Namun, keputusan tersebut menuai penolakan dari sebagian kader yang mendukung calon lain, yakni Agus Suparmanto, mantan Menteri Perdagangan RI periode 2019–2020. Kubu Agus sempat menyuarakan keberatan terhadap proses aklamasi, meskipun pimpinan sidang menegaskan keabsahannya.
Pakar politik dari Citra Institut, Efriza, menilai perbedaan pendapat terkait hasil aklamasi adalah bagian dari dinamika internal partai. Ia menegaskan bahwa keabsahan hasil muktamar nantinya akan dipastikan melalui Surat Keputusan (SK) dari Kementerian Hukum dan HAM.
“Sebagai proses politik, tentu wajar jika ada perbedaan pendapat. Tinggal nanti dilihat SK Kementerian Hukum ke depan,” kata Efriza dalam keterangan tertulis, Minggu (28/9/2025).
Lebih lanjut, Efriza menyarankan agar semua pihak di PPP segera mengalihkan fokus ke agenda yang lebih besar. Yakni persiapan menghadapi Pemilu 2029.
“Bukan hanya untuk meraup elektoral pada 2029, tetapi juga mengembangkan pasar pemilih di kalangan Gen Z dan pemilih pemula,” ujarnya.
Pandangan senada disampaikan Direktur Eksekutif Ethical Politics, Hasyibulloh Mulyawan.

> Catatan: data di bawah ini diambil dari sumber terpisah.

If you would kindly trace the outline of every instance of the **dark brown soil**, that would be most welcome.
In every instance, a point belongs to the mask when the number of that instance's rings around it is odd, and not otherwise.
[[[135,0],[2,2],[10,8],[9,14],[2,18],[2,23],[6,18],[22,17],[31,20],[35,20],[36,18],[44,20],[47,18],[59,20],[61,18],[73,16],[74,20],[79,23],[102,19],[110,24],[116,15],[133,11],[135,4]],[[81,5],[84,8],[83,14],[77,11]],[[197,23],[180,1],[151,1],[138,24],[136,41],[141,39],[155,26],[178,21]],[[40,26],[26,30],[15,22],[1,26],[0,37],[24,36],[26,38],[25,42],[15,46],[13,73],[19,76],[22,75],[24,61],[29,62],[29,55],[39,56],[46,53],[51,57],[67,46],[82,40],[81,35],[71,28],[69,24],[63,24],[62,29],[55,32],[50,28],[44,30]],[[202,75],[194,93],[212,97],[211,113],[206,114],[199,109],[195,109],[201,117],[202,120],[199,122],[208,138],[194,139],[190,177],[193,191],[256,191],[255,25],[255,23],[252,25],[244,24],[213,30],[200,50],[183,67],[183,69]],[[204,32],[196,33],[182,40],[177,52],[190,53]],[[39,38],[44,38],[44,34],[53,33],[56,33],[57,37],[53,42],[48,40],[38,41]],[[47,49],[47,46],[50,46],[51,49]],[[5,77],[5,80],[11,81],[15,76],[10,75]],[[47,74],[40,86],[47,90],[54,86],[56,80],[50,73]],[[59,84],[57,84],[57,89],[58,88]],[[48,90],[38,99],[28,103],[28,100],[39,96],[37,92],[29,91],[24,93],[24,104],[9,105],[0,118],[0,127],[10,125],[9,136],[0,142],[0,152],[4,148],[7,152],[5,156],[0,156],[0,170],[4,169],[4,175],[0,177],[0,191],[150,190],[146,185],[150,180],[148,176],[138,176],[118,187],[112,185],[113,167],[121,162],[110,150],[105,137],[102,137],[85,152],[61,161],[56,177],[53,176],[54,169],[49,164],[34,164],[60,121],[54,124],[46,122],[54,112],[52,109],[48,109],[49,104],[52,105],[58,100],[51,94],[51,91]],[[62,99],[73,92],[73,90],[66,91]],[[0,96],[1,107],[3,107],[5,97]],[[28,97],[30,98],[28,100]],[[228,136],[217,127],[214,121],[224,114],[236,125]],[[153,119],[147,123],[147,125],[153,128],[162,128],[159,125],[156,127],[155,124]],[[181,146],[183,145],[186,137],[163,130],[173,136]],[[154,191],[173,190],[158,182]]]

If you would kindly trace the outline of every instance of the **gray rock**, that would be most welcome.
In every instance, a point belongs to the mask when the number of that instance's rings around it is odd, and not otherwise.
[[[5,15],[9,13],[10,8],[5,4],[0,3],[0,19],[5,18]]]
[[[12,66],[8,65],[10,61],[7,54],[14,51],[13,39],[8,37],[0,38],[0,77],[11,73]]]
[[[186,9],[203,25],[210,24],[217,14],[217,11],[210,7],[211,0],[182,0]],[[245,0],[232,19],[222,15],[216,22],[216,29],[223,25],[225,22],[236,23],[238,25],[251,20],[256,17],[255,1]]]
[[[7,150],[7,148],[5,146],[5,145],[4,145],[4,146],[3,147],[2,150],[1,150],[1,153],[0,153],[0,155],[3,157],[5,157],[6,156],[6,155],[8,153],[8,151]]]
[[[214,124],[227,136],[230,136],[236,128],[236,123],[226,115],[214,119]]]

Menurutnya, Muktamar X harus menjadi momentum titik balik bagi PPP untuk melakukan transformasi menyeluruh, demi mengembalikan posisi partai di parlemen pada Pemilu mendatang.
“Dengan terpilihnya Mardiono secara aklamasi, ini jadi momen yang baik bagi PPP untuk segera bertransformasi menyongsong Pileg 2029,” kata Hasyibulloh.
Ia menekankan pentingnya pembenahan struktur partai sebagai langkah awal transformasi.
“Salah satu wujud transformasi adalah menyusun kepengurusan yang berintegritas, amanah, dan fokus pada pembenahan internal serta penyusunan strategi menuju Pileg 2029,” tambahnya.
Diketahui, hasil Muktamar X yang menetapkan Mardiono sebagai ketua umum disahkan langsung oleh pimpinan sidang, Amir Uskara, yang juga menjabat sebagai Wakil Ketua Umum PPP. Dukungan mayoritas peserta muktamar menjadi dasar kuat pengambilan keputusan tersebut.